The situation has changed dramatically with competition in the sector ramping up and most of the high street banks presenting existing and prospective customers with some class of free banking - in most cases with fewer strings attached than Bank of Ireland.
The decision by AIB, the largest player in the market, to succumb to the inevitability of free banking - and without the minimum balance requirement at Bank of Ireland - earlier this month, appears to have forced the suits in Baggot Street to review their offering.
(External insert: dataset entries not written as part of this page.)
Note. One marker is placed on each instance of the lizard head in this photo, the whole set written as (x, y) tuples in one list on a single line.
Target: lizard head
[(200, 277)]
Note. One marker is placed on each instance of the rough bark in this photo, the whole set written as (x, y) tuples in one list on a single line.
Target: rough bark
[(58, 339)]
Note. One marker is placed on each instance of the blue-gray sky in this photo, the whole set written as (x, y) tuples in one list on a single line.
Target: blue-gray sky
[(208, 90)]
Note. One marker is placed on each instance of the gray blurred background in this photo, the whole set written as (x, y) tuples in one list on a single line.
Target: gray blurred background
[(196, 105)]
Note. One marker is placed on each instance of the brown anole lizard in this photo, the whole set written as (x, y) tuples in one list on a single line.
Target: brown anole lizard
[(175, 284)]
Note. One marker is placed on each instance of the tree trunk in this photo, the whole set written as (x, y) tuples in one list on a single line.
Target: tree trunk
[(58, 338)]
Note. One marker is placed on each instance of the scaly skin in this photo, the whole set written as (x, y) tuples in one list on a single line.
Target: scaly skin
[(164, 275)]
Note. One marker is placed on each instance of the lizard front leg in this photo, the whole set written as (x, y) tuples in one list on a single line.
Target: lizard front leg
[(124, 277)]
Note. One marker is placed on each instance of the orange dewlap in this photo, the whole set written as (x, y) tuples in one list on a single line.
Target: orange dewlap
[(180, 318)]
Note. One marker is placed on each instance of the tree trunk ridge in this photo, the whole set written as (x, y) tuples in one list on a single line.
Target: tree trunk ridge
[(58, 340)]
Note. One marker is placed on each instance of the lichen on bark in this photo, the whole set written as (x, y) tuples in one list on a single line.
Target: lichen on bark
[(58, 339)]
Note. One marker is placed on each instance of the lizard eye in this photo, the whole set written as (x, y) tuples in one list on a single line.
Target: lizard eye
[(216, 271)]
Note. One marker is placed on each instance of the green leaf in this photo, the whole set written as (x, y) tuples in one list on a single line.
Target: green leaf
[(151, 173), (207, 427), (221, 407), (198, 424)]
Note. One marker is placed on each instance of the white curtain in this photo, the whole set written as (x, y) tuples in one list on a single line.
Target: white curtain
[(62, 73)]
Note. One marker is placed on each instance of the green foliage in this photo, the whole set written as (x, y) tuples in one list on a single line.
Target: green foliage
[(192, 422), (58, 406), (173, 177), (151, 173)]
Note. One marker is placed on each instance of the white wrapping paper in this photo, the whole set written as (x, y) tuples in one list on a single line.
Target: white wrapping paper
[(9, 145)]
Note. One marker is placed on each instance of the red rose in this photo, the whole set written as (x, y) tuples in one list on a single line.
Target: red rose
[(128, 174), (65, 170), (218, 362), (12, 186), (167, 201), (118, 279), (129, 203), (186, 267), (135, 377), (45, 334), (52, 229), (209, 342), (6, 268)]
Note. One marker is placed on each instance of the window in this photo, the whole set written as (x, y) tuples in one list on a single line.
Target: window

Henceforth, customers can avail of free banking either by banking online or by having the €500 minimum balance in their accounts. The move was attributed to "customer feedback". Current Account has no doubt that it was ... feedback by way of disappearing customers.
EC shoots and misses
Everyone remembers the adage, the road to hell is paved with good intentions. Well, the saying can surely be applied to the European Commission this week. For the last few years one of the Commission's more populist campaigns in the sports/business arena has been to break the stranglehold of Sky on the viewing rights to English Premiership matches.
The Commission has argued - rather persuasively - that BSkyB's control of all the matches has reduced choice for viewers and all but eliminated competition for football rights among the major TV companies.
While the Commission's diagnosis is probably spot on, its cure has not really worked as expected. Following pressure, the Premier League has split the 138 matches available into six packages of 23 games each, with no broadcaster able to scoop more than five. Surely this is a good idea that should bring great relief to the long-suffering armchair fan?
Well...er, not really. Analysts reckon that Sky will pay whatever it takes to win five packages. It may even be prepared to pay £2.5 million a game to keep out the likes of NTL and Setanta. Ironically, this means that it will have to recoup even more money from the long-suffering armchair fan by charging higher subscription fees and increased pay-per-view charges.
Maybe those well-intentioned folks in Brussels should take the rest of the year off?